Het jaar erop brak de Libanese Burgeroorlog uit als gevolg van veranderingen in de samenstelling van de bevolking sinds de volkstelling van 1932 waarop het Libanese Nationaal Pact van 1943 was gebaseerd en de toenemende gevoelens van miskenning door diverse etniciteiten. Tijdens de oorlog, die tot 1990 duurde, bestreden verschillende islamitische en christelijke groeperingen elkaar. Israël steunde daarbij de maronitische milities, waaronder de Forces Libanaises van Bashir Gemayel, die ze voorzag van wapens, tanks en militaire adviseurs. De grens tussen Israël en Libanon had in die tijd de Engelse bijnaam Good Fence. In juni 1976 viel Syrië Libanon binnen om de toegang tot zijn handelshaven Beiroet te verzekeren en de maronitische overheid te steunen. In oktober van dat jaar waren er 40.000 Syrische soldaten in Libanon gestationeerd.

Op 11 maart 1978 vielen Fatah-militanten over zee Haifa binnen en pleegden de aanslag op de kustweg in een poging de vredesbesprekingen tussen Israël en Egypte te saboteren. Deze aanslag, waarbij 37 burgerdoden vielen, vormde de aanleiding voor Operatie Litani op 14 maart, waarbij 25.000 man Israëlische troepen Zuidelijk Libanon binnenvielen en bezetten; alleen de stad Tyrus werd niet binnengevallen. Het doel van de operatie was het verdrijven van de PLO uit Zuidelijk Libanon en het versterken van een pro-Israëlische militie, het in 1979 onder Saad Haddad opgezette Zuid-Libanese Leger (SLA). De PLO maakte uit de naam van de operatie op dat de Litani het einddoel was en vluchtte daarom naar het gebied ten noorden ervan met achterlating van enkele honderden militanten. Als gevolg daarvan vielen bij de operatie vooral burgerdoden. Op 19 maart nam de VN resolutie 425 aan die opriep tot de onmiddellijke terugtrekking van het Israëlische leger en de instelling van VN-organisatie UNIFIL. Israël gaf daarop later dat jaar het gebied over aan het Zuid-Libanese Leger, dat zo de jaren erop een soort oorlog bij volmacht voerde voor Israël. Zij wist echter niet te voorkomen dat de aanslagen op Israël doorgingen; in april 1979 voerden militanten van het Palestijns Bevrijdingsfront vanuit Tyrus een aanval uit op Nahariya, waarbij meerdere doden vielen.

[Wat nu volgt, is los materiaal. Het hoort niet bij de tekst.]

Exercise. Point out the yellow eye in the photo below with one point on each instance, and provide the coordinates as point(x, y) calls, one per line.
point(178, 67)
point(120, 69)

In april 1981 wist de Verenigde Staten een staakt-het-vuren te bewerkstelligen in Zuidelijk Libanon tussen Israël, Syrië en de PLO. In juli braken echter nieuwe gevechten uit tussen de PLO en Israël; de PLO voerde beschietingen en raketaanvallen uit op Noordelijk Israël en het Israëlische leger reageerde met zware luchtaanvallen op PLO-posities in Zuidelijk Libanon en PLO-gebouwen in Beiroet. De PLO gebruikte echter een tactiek waarbij de munitie voor aanvallen sterk werd verspreid, zodat de veel machtigere Israëlische luchtmacht er weinig tegen kon uitrichten. Hezbollah zou deze tactiek later kopiëren. De aanvallen gingen daarom onverminderd door, zodat veel Israëlische burgers zich gedwongen voelden te vluchten uit het noorden van Israël. De Verenigde Staten intervenieerde opnieuw en wist in juli een nieuw staakt-het-vuren te bewerkstelligen, dat officieel stand hield tot juni 1982, toen een nieuwe Israëlische invasie plaatsvond. In de praktijk leek Israël echter op een aanleiding te wachten om een nieuwe aanval in Libanon te doen. Zo werd in de periode ervoor het luchtruim van Libanon meer dan 2000 maal geschonden en de territoriale wateren meer dan 650 keer. Nadat een Israëlische legerofficier omkwam door een landmijn tijdens een bezoek aan een steunpunt van de SLA werd de Libanese kuststad Damour gebombardeerd. Omgekeerd voerde de PLO ruim 240 aanvallen uit op Israël, soms met de richtlijn dat er expres mis geschoten moest worden. UNIFIL kon ondertussen weinig uitrichtten door de activiteiten van de sjiitische pro-Syrische Amal en de SLA, met steun van Israël. De Israëlische premier Menachim Begin was vastbesloten de PLO aan te pakken en nadat de niet aan de PLO gerelateerde Aboe Nidal een aanval uitvoerde op de Israëlische diplomaat Shlomo Argov en de Israëlische veiligheidsdienst hem te kennen gaf dat hij niet tot de PLO behoorde, besloot Begin deze informatie te onthouden aan het Israëlische kabinet en het te gebruiken als aanleiding voor de Libanonoorlog.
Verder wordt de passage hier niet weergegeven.